La scrittrice e giudice del Premio Costa Smeralda è intervenuta con un editoriale sul festival della canzone italiana condotto da Carlo Conti
Tutti, più o meno, sono rimasti incollati davanti allo schermo almeno una volta per il festival di Sanremo. La curiosità, i colpi di scena, gli ospiti internazionali che si alternano durante la serata. È di fatto l’evento più atteso in Italia come dimostrano per altro i numeri di questi ultimi giorni. Oltre alle canzoni in gara, la 75esima edizione sarà molto probabilmente ricordata per essere il festival delle lacrime. Quelle di Carlo Conti che ricorda la mamma in conferenza stampa; quelle della Clerici con l’omaggio a Fabrizio Frizzi; quelle del piccolo Vittorio Bonvicini dopo l’esibizione di Damiano David; e quelle della giovane Francesca Michielin che non riesce a trattenersi al termine dell’esibizione.
Elena Loewenthal, con un editoriale su La Stampa, ha voluto commentare questo festival focalizzandosi sopratutto sul sentimento mostrato davanti alla televisione. «La commozione è lo slancio più sociale che ci sia perché non ci si può mai commuovere da soli, perché esige l’altro da sé. È transitiva, la commozione: significa sentire qualcosa insieme a qualcuno, per qualcuno». È l’emozione più autentica secondo la scrittrice nonché giudice del Premio Costa Smeralda. «Commuoversi con e per gli altri esige infatti un apparato emotivo robusto, bisogna non avere paura di esporsi, non aver bisogno di stare sulle difensive ma neanche di dimostrare alcunché. Commuoversi, insomma, è una faccenda complessa, bella e profondamente, inevitabilmente altruista».

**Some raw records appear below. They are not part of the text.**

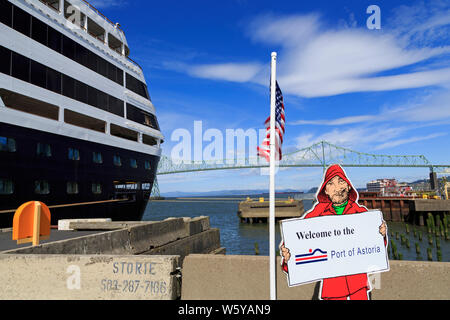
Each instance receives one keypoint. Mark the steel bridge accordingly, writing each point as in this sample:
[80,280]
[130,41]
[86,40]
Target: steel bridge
[321,154]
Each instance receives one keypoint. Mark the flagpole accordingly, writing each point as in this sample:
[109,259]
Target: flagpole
[272,259]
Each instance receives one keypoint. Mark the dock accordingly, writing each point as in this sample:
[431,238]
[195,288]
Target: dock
[105,260]
[258,211]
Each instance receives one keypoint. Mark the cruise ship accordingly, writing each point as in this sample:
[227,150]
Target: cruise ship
[78,129]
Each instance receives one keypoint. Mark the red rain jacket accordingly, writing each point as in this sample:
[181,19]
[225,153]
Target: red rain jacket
[345,285]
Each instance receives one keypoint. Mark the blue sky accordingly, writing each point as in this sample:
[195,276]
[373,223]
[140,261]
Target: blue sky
[381,91]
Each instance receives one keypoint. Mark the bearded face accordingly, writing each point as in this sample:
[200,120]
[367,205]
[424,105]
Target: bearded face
[337,189]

L’impressione, afferma l’autrice, è che la commozione vista in tv sia diversa rispetto a quella che spesso condividiamo con le persone a noi vicine. «Si piange, insomma, più per se stessi, su se stessi e con se stessi che con gli altri. Piangono tutti di commozione, ognuno a modo suo. Si espongono, mettono a nudo i propri sentimenti, ci dimostrano che sono umani come noi, anzi di più. Sbandierano una fragilità emotiva che buca lo schermo (…) ma che non ha tanto a che fare con la commozione perché è decisamente più autoreferenziale che sociale».